Deputy Bradley Huggins is the S.R.O. at Belville Elementary School Deputy Bradley Huggins is the S.R.O. at Belville Elementary School

BRUNSWICK COUNTY, NC (WECT) – Nearly a year after the Sandy Hook Elementary School tragedy, we're taking a closer look at school security in our area.

Brunswick County Sheriff, John Ingram said the Newtown, CT shooting last year that left 26 people dead struck a nerve with county officials.

Immediately following the event, officials decided to insert school resource officers at every school in the county. But Ingram says it's not the quantity of officers, but the quality that makes a difference.

He says it takes a special deputy to become a Student Resource Officer, especially one who works in an elementary school.

Specific to Brunswick County, security threats at elementary schools are seen as external, meaning someone else coming in from outside. However, in middle or high schools, the potential threat is more internal.

Ingram says the job of an elementary S.R.O. is not just to guard the school, but to build and promote positive relationships with the kids.

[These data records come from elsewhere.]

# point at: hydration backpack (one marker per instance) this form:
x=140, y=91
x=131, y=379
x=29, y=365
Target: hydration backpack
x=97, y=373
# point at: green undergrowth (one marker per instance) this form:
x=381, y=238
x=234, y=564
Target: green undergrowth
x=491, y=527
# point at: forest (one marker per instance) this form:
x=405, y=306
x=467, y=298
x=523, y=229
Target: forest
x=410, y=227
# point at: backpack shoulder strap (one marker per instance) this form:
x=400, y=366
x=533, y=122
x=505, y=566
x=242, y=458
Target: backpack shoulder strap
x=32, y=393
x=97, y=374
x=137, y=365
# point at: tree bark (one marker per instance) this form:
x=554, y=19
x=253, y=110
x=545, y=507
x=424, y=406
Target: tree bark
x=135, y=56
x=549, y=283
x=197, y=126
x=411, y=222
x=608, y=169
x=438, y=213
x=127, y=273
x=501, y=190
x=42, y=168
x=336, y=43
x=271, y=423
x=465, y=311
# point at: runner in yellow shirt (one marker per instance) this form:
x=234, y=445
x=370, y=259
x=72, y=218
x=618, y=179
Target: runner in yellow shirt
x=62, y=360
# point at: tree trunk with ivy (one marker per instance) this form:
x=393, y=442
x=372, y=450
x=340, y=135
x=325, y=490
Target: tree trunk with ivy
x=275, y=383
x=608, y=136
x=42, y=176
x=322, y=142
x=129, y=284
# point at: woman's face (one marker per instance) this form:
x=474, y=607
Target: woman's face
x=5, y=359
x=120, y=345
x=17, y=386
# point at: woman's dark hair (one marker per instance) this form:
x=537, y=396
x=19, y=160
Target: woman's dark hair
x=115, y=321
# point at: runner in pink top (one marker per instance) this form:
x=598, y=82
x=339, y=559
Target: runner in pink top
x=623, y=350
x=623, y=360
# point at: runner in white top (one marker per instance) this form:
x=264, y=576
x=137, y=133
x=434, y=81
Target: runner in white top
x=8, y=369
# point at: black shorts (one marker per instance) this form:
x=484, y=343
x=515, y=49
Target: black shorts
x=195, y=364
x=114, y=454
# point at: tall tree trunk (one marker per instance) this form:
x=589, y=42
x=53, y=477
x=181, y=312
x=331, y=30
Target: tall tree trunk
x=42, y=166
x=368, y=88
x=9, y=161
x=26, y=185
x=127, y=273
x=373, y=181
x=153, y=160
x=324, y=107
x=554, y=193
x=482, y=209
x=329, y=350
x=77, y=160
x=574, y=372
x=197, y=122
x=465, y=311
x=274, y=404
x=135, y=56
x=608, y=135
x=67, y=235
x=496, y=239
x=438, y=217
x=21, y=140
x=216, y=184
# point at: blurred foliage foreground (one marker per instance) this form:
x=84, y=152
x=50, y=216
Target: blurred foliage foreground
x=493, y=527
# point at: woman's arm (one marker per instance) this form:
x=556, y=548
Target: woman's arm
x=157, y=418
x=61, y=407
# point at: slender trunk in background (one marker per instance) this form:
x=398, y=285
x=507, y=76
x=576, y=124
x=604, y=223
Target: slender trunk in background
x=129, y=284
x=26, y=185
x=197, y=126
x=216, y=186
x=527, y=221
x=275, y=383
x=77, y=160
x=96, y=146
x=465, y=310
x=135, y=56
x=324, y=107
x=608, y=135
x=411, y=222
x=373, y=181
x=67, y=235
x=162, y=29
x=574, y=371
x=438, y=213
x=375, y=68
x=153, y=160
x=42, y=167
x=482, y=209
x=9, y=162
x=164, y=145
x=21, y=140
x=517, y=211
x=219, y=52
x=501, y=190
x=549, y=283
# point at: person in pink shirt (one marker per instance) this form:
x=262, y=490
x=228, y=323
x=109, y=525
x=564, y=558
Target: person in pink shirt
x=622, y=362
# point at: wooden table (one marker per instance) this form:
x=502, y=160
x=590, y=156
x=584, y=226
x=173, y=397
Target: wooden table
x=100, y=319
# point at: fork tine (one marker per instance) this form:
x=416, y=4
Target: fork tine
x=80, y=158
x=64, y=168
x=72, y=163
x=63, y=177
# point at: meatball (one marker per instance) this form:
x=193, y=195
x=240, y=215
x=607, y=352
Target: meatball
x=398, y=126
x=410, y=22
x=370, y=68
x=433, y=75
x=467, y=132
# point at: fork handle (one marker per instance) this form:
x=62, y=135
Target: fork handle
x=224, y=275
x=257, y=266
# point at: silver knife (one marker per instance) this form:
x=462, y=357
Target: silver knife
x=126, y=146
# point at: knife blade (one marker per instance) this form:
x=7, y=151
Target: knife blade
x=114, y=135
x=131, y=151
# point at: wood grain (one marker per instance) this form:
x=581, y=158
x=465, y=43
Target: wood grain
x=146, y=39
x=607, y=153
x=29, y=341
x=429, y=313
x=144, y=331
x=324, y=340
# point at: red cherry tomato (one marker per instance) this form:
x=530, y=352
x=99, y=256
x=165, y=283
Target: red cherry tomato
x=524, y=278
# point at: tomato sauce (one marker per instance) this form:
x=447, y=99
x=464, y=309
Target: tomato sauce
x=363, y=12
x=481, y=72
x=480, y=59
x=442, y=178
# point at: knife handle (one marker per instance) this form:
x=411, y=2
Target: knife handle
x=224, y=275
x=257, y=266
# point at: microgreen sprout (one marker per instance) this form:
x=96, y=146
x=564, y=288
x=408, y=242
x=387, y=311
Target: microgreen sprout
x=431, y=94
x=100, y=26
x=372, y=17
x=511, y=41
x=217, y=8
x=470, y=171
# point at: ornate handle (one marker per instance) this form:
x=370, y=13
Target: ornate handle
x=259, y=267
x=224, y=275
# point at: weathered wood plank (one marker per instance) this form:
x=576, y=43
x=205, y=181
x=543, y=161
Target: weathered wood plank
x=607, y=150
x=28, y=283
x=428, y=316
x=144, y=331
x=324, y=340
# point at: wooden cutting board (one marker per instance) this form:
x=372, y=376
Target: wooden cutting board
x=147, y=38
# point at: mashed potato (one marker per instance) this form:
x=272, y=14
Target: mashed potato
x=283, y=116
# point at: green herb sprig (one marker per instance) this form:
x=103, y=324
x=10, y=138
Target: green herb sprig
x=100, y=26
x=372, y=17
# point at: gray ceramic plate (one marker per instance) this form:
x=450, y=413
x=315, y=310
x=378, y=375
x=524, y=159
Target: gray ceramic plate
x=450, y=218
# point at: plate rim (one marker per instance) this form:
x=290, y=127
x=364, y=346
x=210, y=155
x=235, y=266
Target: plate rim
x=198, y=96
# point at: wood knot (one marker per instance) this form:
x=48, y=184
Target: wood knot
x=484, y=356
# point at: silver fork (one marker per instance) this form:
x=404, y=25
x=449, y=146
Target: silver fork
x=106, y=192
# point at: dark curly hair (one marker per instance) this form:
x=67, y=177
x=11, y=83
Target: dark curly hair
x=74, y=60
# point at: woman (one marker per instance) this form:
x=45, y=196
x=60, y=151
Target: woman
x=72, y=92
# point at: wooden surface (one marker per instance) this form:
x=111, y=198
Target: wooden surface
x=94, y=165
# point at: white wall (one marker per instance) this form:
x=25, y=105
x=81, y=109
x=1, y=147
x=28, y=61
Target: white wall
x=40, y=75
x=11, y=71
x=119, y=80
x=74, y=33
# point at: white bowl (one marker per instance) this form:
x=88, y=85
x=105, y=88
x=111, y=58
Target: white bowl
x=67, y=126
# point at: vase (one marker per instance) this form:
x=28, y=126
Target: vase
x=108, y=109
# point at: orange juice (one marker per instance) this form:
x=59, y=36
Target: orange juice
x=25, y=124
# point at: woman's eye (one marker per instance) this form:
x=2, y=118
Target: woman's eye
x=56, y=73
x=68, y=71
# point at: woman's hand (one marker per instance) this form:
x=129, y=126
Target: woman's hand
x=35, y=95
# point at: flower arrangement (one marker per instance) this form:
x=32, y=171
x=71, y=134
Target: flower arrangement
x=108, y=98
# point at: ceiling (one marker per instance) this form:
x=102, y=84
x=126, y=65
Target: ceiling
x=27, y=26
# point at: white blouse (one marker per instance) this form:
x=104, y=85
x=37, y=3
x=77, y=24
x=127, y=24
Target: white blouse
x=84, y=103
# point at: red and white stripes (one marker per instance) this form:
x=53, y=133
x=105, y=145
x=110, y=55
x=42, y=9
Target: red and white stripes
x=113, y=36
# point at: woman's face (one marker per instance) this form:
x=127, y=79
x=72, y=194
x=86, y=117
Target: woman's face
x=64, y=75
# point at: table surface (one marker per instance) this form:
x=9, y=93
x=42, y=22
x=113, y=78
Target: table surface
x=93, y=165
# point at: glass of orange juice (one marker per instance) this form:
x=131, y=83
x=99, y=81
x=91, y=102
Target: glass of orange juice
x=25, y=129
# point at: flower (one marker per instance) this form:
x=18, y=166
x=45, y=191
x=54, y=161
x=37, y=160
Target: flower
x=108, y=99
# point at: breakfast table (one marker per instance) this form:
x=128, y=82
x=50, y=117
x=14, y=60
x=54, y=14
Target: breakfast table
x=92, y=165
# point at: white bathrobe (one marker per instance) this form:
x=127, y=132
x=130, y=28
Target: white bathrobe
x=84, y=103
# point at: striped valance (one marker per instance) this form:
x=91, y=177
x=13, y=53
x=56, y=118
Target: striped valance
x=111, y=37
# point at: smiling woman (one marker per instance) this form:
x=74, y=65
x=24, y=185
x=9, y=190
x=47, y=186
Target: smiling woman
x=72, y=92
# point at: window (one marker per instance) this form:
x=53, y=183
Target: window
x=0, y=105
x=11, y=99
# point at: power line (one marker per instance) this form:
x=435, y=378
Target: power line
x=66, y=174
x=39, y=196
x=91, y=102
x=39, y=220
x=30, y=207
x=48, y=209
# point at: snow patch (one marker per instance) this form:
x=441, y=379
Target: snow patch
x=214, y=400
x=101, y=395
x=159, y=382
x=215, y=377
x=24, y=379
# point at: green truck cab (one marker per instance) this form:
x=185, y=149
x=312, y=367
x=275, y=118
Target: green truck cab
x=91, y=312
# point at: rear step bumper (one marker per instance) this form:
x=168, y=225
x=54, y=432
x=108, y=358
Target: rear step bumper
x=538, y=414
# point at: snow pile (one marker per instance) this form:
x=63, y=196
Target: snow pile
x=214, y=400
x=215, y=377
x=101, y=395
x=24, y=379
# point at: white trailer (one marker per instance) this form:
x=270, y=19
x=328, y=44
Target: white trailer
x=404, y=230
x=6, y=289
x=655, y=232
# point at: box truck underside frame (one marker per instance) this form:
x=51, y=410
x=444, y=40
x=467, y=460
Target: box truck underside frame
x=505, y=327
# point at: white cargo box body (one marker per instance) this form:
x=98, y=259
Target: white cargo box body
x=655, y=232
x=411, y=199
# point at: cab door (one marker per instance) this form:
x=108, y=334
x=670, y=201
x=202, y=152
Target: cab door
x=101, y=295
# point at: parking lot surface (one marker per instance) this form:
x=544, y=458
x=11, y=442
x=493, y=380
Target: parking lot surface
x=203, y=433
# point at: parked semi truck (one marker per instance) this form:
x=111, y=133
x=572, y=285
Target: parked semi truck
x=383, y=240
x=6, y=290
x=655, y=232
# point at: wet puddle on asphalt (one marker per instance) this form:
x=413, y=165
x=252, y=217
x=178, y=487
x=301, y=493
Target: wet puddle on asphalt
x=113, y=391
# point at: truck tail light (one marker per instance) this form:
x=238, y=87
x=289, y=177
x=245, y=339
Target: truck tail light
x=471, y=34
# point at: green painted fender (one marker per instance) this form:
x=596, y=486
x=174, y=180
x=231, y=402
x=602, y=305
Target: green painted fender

"It's extremely important, especially in the elementary schools because that's our first opportunity to interact with many of the children and form those relationships with law enforcement that can last a lifetime," said Ingram.

Officials say there is a big difference between working the streets and working the schools. Deputy Bradley Huggins is the S.R.O. at Belville Elementary School. As we found out, being an S.R.O. is not your typical police work.

"Not all deputies can do this job. It's more than a job," said Huggins. "You have to learn to appreciate it and love it."

Huggins spends his day handing out high fives and interacting with the children at his school. He considers himself more than just a security guard.

"Building positive relationships with law enforcement is what it's all about," said Huggins. "It is definitely a different hat but enjoyable and rewarding."

Huggins says he hopes to return to Belville Elementary School next year. Sheriff Ingrams supports the consistency of having the same deputy back in the county schools year after year.